07-18-2004, 04:30 PM
in my immediate area, I have indroduced roughly a dozen or more players to DBA over the course of all the revisions. What I have learned that works well for me, is that you teach DBA as a game and not a history lesson. I first start out showing the pluses for using this game system (thin rule book, many periods and regions covered, low cost of 15mm armies, less time required to paint smaller number of figures, etc....). Then I will show the variety of elements (mostly for recognition) and their purposes. I will divide these into mounted and foot with subs of heavy, light and missile troops. Then I use a empty board (no terrain) and let them chose 4 elements and I counter with 3 or 4 myself in a line for melee. This allows to get the feel for the characteristics of troop types and the results of recoils and overlaps. Eventually, I will show them "closing the door", missile overlaps and introduce terrain (BG and hills). Then we will run a regular game. I feel this type of tutorial allows the new player many oppurtunities for questions and select the fighting styles he prefers. I never let the new player read the book until this tutorial is over, since the writing is very confusing and may put the player off. I have had good luck with this introduction style and have maintained a good number of players to run campaigns.
07-18-2004, 09:39 PM
Most of the new entries to DBA in Canberra come in by way of my big campaign games.

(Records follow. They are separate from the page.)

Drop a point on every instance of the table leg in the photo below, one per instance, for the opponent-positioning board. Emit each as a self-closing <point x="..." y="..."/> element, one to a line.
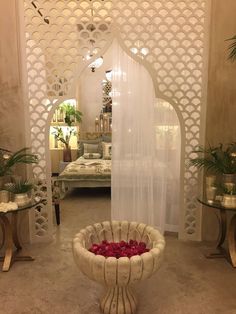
<point x="14" y="231"/>
<point x="57" y="212"/>
<point x="222" y="228"/>
<point x="232" y="240"/>
<point x="3" y="234"/>
<point x="7" y="259"/>
<point x="219" y="251"/>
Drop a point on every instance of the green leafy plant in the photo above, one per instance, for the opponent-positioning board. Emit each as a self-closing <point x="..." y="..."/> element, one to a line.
<point x="8" y="159"/>
<point x="232" y="48"/>
<point x="71" y="114"/>
<point x="64" y="138"/>
<point x="19" y="187"/>
<point x="218" y="159"/>
<point x="227" y="189"/>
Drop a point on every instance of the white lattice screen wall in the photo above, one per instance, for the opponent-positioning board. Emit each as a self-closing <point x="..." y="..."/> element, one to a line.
<point x="167" y="36"/>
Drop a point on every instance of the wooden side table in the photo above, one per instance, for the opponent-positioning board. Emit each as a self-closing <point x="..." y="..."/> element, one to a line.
<point x="11" y="241"/>
<point x="219" y="251"/>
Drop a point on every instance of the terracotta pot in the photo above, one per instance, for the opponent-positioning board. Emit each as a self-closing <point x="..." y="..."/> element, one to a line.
<point x="67" y="154"/>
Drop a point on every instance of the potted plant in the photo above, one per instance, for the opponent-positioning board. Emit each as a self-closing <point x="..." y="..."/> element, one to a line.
<point x="217" y="160"/>
<point x="21" y="191"/>
<point x="71" y="115"/>
<point x="232" y="48"/>
<point x="8" y="160"/>
<point x="229" y="195"/>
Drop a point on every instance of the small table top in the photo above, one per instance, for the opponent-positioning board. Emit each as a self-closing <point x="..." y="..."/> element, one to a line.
<point x="31" y="204"/>
<point x="214" y="204"/>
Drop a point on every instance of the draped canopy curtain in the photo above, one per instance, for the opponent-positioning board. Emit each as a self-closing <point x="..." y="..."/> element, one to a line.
<point x="138" y="185"/>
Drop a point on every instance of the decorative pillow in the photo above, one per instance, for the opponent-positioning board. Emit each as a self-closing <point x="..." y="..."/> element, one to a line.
<point x="106" y="138"/>
<point x="82" y="142"/>
<point x="106" y="150"/>
<point x="92" y="155"/>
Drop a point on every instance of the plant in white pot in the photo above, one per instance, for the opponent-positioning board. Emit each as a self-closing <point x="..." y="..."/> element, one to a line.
<point x="71" y="116"/>
<point x="21" y="191"/>
<point x="8" y="161"/>
<point x="218" y="160"/>
<point x="229" y="195"/>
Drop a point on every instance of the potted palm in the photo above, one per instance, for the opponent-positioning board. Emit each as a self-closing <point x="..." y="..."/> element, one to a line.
<point x="217" y="160"/>
<point x="229" y="195"/>
<point x="71" y="116"/>
<point x="232" y="48"/>
<point x="20" y="190"/>
<point x="8" y="160"/>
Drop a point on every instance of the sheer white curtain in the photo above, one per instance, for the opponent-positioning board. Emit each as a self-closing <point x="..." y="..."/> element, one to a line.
<point x="138" y="178"/>
<point x="168" y="149"/>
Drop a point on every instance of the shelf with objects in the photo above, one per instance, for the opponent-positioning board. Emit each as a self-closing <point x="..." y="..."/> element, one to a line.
<point x="63" y="136"/>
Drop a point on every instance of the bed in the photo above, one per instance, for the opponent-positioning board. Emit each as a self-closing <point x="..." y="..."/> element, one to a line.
<point x="92" y="169"/>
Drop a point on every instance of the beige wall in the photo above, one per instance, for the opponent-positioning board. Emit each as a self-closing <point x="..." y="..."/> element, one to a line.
<point x="12" y="126"/>
<point x="221" y="106"/>
<point x="12" y="134"/>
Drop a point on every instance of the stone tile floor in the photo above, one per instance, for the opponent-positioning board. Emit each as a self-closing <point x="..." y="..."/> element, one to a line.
<point x="187" y="282"/>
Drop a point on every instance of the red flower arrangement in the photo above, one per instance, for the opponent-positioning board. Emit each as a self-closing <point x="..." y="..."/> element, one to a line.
<point x="119" y="249"/>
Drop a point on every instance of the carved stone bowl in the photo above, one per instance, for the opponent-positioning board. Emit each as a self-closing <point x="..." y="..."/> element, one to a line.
<point x="118" y="274"/>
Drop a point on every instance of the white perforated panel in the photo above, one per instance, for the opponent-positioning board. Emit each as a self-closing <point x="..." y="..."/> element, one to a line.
<point x="167" y="36"/>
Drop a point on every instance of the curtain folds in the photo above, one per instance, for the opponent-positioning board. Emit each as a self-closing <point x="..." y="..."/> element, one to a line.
<point x="144" y="176"/>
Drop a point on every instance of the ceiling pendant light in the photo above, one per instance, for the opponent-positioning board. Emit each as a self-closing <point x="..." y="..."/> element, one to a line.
<point x="96" y="64"/>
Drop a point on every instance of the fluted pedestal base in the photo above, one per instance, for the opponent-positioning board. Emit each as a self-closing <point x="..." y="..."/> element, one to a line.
<point x="119" y="300"/>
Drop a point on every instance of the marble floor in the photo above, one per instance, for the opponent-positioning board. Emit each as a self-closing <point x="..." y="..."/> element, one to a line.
<point x="187" y="282"/>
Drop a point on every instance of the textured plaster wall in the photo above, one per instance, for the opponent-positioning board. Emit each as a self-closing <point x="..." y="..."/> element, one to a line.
<point x="12" y="134"/>
<point x="12" y="125"/>
<point x="221" y="106"/>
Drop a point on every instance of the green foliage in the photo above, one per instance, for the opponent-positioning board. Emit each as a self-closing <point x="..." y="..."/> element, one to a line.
<point x="232" y="48"/>
<point x="227" y="189"/>
<point x="8" y="160"/>
<point x="64" y="138"/>
<point x="19" y="187"/>
<point x="71" y="114"/>
<point x="217" y="159"/>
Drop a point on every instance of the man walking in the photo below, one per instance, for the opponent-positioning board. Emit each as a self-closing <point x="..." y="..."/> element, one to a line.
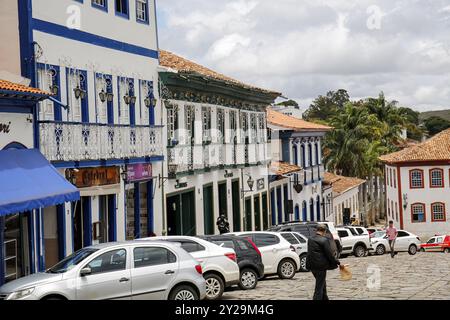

The tricks we use to introduce them include
1) They enter the campaign with a new country some time after a year has begun, thus they are unable to be invaded (no-one could declare war on them) and they are unable to invade (couldn't declare war on anyone else).
2) They are actively encouraged to send contingents to help the invaded. This allows them to witness the game mechanisms, but not risk their entire army or their country.
3) Come the next year, I suggest that the hang back and send contingents tactic be tried (if possible) for another year. After that they should have some experience and some grateful allies.